If you happen to be contemplating spending $8.50 on a ticket to see What Happens in Vegas …, save yourself the money and effort and just watch the trailer, which manages to cram the entire plot of this generic romcom monstrosity into 30 seconds. Compared to 99 minutes of overwrought slapstick, dull sitcom humor and Ashton Kutcher mugging for the camera in between bouts of yelling as a substitute for comedy, that’s what I call a bargain.
Kutcher and his vast collection of V-neck T-shirts displays his cavernous range as an actor by playing a unmotivated slacker named Jack. Having just been fired from the family business, Jack decides to take a trip to Las Vegas, where he meets the uptight Joy (Cameron Diaz), who has just been dumped by her fiancé (Jason Sudeikis, Semi-Pro), a man so plain and dull that only the magic of script writing could have this guy marry Cameron Diaz, let alone dump her.

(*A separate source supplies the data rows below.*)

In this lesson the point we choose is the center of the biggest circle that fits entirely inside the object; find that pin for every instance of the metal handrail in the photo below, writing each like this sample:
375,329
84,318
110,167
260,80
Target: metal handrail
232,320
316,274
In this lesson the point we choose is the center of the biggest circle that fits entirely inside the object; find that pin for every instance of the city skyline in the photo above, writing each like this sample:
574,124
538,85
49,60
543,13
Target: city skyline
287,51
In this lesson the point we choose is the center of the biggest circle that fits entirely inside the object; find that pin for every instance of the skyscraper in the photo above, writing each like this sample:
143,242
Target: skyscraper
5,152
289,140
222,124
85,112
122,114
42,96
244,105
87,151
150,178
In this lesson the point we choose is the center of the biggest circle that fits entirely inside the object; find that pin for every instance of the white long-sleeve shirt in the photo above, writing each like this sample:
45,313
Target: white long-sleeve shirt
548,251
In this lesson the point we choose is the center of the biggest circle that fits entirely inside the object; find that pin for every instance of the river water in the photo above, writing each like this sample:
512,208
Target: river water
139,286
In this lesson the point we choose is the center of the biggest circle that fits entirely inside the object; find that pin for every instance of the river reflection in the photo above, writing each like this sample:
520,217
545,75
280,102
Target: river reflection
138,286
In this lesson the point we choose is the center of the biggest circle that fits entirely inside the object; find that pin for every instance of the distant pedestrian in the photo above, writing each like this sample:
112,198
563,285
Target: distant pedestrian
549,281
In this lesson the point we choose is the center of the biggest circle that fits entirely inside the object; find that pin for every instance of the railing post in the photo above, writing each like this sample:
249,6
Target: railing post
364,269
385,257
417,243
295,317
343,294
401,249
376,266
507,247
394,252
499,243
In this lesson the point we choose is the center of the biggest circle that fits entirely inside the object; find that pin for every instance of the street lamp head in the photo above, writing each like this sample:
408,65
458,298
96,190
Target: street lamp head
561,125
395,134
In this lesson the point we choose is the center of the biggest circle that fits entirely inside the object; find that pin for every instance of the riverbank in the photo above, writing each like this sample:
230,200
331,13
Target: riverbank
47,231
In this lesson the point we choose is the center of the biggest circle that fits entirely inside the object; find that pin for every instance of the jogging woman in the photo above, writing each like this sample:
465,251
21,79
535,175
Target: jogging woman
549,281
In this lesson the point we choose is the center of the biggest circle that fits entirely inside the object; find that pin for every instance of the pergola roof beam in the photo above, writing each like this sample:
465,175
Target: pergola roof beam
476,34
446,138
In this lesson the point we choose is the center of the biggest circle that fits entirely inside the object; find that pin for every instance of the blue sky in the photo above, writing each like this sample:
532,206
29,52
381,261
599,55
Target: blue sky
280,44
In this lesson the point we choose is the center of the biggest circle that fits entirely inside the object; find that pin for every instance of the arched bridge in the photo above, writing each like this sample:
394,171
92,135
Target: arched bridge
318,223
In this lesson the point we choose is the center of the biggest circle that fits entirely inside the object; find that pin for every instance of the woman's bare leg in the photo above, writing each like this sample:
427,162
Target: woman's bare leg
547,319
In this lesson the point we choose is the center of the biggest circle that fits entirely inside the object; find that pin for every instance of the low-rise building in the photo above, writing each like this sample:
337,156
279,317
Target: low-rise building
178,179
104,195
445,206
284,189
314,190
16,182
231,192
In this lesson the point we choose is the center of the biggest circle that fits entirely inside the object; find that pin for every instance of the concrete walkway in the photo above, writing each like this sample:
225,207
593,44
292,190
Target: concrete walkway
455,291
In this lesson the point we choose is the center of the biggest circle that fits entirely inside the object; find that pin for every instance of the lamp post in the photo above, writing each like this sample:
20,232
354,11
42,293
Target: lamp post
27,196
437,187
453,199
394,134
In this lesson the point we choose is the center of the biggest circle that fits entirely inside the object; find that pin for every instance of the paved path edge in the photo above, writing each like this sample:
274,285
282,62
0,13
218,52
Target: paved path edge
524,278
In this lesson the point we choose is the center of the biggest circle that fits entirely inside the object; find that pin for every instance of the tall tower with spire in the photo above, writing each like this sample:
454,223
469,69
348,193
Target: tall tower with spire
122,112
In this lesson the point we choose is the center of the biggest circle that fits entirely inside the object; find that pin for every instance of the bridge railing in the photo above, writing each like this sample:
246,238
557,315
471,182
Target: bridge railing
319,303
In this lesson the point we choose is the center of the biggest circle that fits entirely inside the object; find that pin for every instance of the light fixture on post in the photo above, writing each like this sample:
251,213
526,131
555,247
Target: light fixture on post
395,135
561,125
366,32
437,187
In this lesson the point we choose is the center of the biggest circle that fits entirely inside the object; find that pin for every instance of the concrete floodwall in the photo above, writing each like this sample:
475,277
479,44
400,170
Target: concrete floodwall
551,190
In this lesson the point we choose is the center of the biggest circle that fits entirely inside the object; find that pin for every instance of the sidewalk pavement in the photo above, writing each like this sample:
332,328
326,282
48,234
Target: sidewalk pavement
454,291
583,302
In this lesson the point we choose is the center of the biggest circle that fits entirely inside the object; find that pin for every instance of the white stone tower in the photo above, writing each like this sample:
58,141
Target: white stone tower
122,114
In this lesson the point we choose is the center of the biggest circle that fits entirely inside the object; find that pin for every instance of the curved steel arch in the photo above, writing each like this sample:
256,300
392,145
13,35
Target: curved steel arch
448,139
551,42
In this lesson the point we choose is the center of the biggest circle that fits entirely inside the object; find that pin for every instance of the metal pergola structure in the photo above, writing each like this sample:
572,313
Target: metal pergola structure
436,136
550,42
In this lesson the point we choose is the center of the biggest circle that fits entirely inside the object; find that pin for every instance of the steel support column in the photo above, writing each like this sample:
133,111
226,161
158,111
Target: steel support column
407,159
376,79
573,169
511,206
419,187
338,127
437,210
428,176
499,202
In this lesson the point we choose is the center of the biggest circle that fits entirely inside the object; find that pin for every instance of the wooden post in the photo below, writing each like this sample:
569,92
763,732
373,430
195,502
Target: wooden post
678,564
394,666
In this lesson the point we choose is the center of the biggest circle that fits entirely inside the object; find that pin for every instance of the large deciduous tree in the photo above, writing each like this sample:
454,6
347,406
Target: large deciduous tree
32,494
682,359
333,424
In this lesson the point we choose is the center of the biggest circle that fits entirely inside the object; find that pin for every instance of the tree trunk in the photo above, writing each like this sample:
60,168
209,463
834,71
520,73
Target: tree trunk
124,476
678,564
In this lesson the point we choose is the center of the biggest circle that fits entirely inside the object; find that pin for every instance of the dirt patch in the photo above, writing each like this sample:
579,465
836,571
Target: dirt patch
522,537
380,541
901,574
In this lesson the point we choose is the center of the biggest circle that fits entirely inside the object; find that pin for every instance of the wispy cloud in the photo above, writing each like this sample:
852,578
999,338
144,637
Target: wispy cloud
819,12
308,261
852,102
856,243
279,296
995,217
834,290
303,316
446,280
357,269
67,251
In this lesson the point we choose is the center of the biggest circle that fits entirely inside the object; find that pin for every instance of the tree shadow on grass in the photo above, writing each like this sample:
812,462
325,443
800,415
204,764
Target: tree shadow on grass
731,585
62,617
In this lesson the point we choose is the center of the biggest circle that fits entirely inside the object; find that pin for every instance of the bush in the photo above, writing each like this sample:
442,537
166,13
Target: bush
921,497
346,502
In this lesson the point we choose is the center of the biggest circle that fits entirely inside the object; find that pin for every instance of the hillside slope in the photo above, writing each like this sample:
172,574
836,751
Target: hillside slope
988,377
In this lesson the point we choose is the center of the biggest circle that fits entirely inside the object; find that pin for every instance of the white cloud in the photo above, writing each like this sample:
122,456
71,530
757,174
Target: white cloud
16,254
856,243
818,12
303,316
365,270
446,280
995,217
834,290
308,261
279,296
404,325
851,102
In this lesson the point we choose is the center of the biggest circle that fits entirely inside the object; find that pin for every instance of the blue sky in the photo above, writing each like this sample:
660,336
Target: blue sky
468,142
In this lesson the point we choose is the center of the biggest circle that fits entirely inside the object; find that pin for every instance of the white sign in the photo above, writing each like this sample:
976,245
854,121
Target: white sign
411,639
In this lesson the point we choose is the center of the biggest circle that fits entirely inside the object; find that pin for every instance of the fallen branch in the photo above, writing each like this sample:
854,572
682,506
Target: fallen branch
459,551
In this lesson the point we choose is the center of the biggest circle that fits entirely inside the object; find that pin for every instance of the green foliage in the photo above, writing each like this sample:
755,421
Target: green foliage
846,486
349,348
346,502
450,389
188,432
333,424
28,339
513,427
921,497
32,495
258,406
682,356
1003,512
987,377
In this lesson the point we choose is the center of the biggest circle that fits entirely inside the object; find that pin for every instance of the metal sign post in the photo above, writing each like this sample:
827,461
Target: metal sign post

After a night of drunken debauchery, Jack and Joy wake up to find out they were married the night before, but before they can get an annulment, Jack wins a $3 million jackpot with Joy’s quarter. Instead of just agreeing to split the cash, the two head to court, where Dennis Miller does excerpts from his stand-up routine and then sentences them to six months of marriage before the money can be divided up.
The movie is a laundry list of romantic-comedy conventions, from Jack’s sleazy best friend (Rob Corddry, Harold and Kumar Escape From Guantánamo Bay) to Joy’s smarmy gal pal (Lake Bell, Over Her Dead Body). And if you’ve seen the trailer already, you know that the couple will gradually fall for each other only to be foiled by superficial complications that are resolved with Kutcher’s very own “You had me at hello” speech. It’s amazing an actual human being got paid to hack this thing together.
All of this leads to the kind of marriage humor involving the differences between men and women that have been the staples of sitcoms and bad stand-up comedy for decades. It’s 2008. Do we really need more jokes about how men leave the toilet seat up? Otherwise, the movie is a procession of Kutcher beefcaking it up mixed in with the requisite broad slapstick. And while the idea of Kutcher being pelted by various citrus is enticing from a simply cathartic point of view, as humor it’s pointless.
Of course, there are worse things than What Happens in Vegas …. Unfortunately—such as in the case of the dreadful synth-pop cover of Huey Lewis’s “I Want a New Drug” that’s featured in the film for about 15 seconds—the things that are worse than this movie are actually in the movie. It’s the cinematic equivalent of a Roach Motel: terrible, unoriginal ideas check in, but they don’t check out. Rated PG-13 for some sexual and crude content and language, including a drug reference.